Pomeranz, who also serves as board president of LiveOn NY, an advocacy organization for senior centers, argues that nursing facilities need Medicare dollars to offset Medicaid’s low reimbursement rates. His own organization, he says, relies on surpluses generated from the other elderly housing and services it offers—in addition to private fundraising—to make ends meet. Pomeranz cited unionized labor as another strain on the nonprofit business model.
“Not-for-profits are disappearing rapidly and being replaced by for-profit entities, which have a different model of care that they provide,” Pomeranz said.
A 2013 Center for Governmental Research study found that in 2010, 92 percent of county nursing homes—New York City was excluded from the study—lost money. Employee benefits represented a major financial burden, the report concluded. It also predicted that the trend of counties selling off facilities to for-profit entities could accelerate in the near future. In some cases, the study found, quality of care declined following privatization.
Public nursing homes, however, often admit individuals who are difficult to place in other facilities, such as immigrants living in the U.S. illegally, who are ineligible for Medicaid. And many advocates are not convinced by the industry’s cries of indigence.
“If they were losing so much money on Medicaid, how would they be in business?” Edelman said. “It doesn’t exactly make sense to me.”
Advocates see the proliferation of for-profit facilities—particularly the chains, some of which are owned by private equity firms—as a clear indication that the sector is offering attractive financial returns. Many believe profits in the politically influential nursing home industry should be capped, and denounce the practice of nursing home chains siphoning profits into office management and other related companies.
“The money is drained out of the facilities and some of the profit margins are very, very high,” said Charlene Harrington, a professor emeritus at the University of California, San Francisco School of Nursing. “Sometimes they can make 25-30 percent profit margins.”
Publicly traded nursing homes are not allowed to set up shop in New York, though chains do operate facilities throughout the state.
In an effort to reel in Medicaid expenditures, and place a greater emphasis on home- and community-based services, New York has recently adopted mandatory managed long-term care.

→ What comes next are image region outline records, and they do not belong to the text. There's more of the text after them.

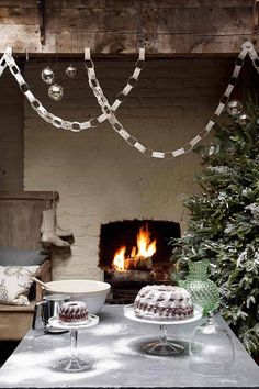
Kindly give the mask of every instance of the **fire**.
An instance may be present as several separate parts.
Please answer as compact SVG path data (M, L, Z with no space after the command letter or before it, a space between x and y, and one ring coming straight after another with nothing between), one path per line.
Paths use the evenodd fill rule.
M124 258L126 253L126 246L119 248L113 258L113 265L117 270L124 270Z
M134 258L149 258L156 253L156 240L150 240L150 232L148 226L142 226L137 234L137 247L132 248L131 260ZM125 268L125 253L126 246L119 248L113 258L113 266L116 270L122 271ZM128 259L126 259L128 260Z
M156 240L150 242L150 233L147 226L140 227L137 235L137 253L134 256L150 258L156 253Z

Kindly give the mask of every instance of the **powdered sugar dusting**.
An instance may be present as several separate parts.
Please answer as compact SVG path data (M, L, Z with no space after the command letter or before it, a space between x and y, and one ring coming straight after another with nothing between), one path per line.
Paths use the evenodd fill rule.
M105 324L105 325L98 325L89 330L89 333L98 334L99 336L108 336L120 334L123 335L128 331L126 324Z

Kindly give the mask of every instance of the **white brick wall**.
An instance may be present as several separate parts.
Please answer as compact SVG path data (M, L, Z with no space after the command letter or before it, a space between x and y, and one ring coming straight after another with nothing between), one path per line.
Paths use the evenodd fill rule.
M65 98L53 102L41 80L45 64L29 63L25 78L36 97L58 116L83 121L100 110L88 87L83 64L77 79L58 81ZM176 149L206 124L232 68L229 59L149 60L139 84L117 111L119 120L155 149ZM124 87L133 60L99 60L97 74L110 101ZM81 133L53 127L25 102L25 190L57 190L57 216L75 234L71 254L54 257L54 279L101 279L98 244L101 223L123 219L160 219L182 223L181 202L196 192L193 174L200 158L189 154L155 160L130 147L108 123Z
M0 190L23 189L23 97L7 68L0 78Z

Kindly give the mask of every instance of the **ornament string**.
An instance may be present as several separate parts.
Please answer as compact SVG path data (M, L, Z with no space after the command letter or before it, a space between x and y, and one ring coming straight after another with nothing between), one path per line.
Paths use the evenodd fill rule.
M219 103L213 113L213 115L210 118L206 126L200 131L192 140L187 142L182 147L174 149L174 151L154 151L151 148L146 147L143 145L136 137L132 136L122 125L122 123L119 122L115 115L116 109L120 107L120 104L123 102L125 97L130 93L130 91L136 86L138 77L140 75L142 69L144 68L145 65L145 49L140 48L139 49L139 58L136 62L135 70L132 74L132 76L128 78L126 86L124 89L116 96L116 100L113 102L112 105L110 105L105 95L103 93L103 90L97 79L95 76L95 70L94 70L94 64L91 59L90 55L90 49L86 48L85 49L85 65L88 71L88 79L89 79L89 85L90 88L93 91L93 95L95 96L101 110L102 114L99 115L98 118L93 116L90 120L86 122L70 122L70 121L65 121L61 118L58 118L54 115L53 113L48 112L43 104L41 103L40 100L37 100L34 95L31 92L27 84L25 82L20 68L18 67L13 56L12 56L12 48L8 47L3 54L3 56L0 58L0 77L7 66L9 67L9 70L11 74L15 77L20 89L22 92L25 95L26 99L31 103L32 108L37 112L37 114L43 118L47 123L50 123L52 125L56 127L60 127L64 130L70 130L72 132L79 132L81 130L87 130L90 127L95 127L100 123L104 122L105 120L109 120L110 124L112 125L113 130L124 138L125 142L127 142L131 146L135 147L138 152L140 152L145 156L149 156L153 158L165 158L165 159L170 159L178 157L180 155L184 155L190 153L193 147L201 141L203 140L214 127L215 123L218 121L222 112L224 111L229 97L233 92L233 89L235 88L238 76L240 73L240 69L244 65L244 59L249 55L254 67L257 69L259 73L259 57L257 52L254 48L254 45L250 42L246 42L241 46L241 52L237 56L237 59L235 62L235 67L233 70L233 74L230 76L228 86L223 93Z
M193 149L193 147L212 131L212 129L214 127L214 125L218 121L222 112L224 111L224 109L229 100L233 89L235 88L235 86L237 84L237 79L238 79L240 69L244 65L244 59L251 47L254 47L254 46L249 42L247 42L243 45L241 52L239 53L239 55L237 56L237 59L235 62L235 67L234 67L233 74L230 76L228 86L227 86L225 92L223 93L215 112L210 118L206 126L202 131L200 131L192 140L187 142L182 147L177 148L174 151L167 151L167 152L154 151L154 149L143 145L135 136L132 136L124 129L123 124L121 122L119 122L119 120L116 119L112 107L109 104L108 99L106 99L102 88L100 87L100 84L99 84L97 76L95 76L94 65L91 60L90 49L86 48L85 53L86 53L86 67L88 70L89 86L92 89L93 95L97 97L97 100L101 107L102 112L103 113L104 112L111 113L108 116L108 120L109 120L110 124L112 125L113 130L119 135L121 135L126 143L128 143L131 146L135 147L138 152L146 155L147 157L171 159L171 158L178 157L180 155L190 153ZM254 54L254 56L255 56L255 54Z
M124 98L130 93L130 91L136 86L138 77L140 75L140 71L144 67L145 63L145 49L140 48L139 49L139 56L138 60L136 62L136 67L132 76L128 78L127 85L125 88L117 95L116 100L112 104L113 111L115 111L120 104L122 103L122 99L120 100L119 97L123 96ZM31 92L26 81L24 80L20 68L18 67L13 56L12 56L12 48L8 47L3 54L3 56L0 58L0 77L5 69L5 67L9 67L11 74L14 76L16 79L21 91L24 93L26 99L29 100L30 104L32 108L37 112L37 114L45 120L45 122L50 123L55 127L58 129L64 129L64 130L70 130L72 132L79 132L81 130L87 130L91 127L98 126L100 123L104 122L108 119L108 115L110 113L103 113L99 115L98 118L93 116L90 120L86 122L70 122L67 120L63 120L61 118L58 118L54 115L53 113L48 112L43 104L41 103L40 100L35 98L35 96Z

The new system assigns Medicaid enrollees, who often have no family or guardian, their own care manager—which has the potential, advocates say, to increase accountability in the long-term care sector.
“The big problem is that neither Medicare nor Medicaid are making nursing homes financially accountable,” Harrington said. “Most states don’t even know how much they are making, let alone regulate it.”
A spokesperson for the state Department of Health did not immediately respond when asked when the last state financial audit of the nursing home industry occurred.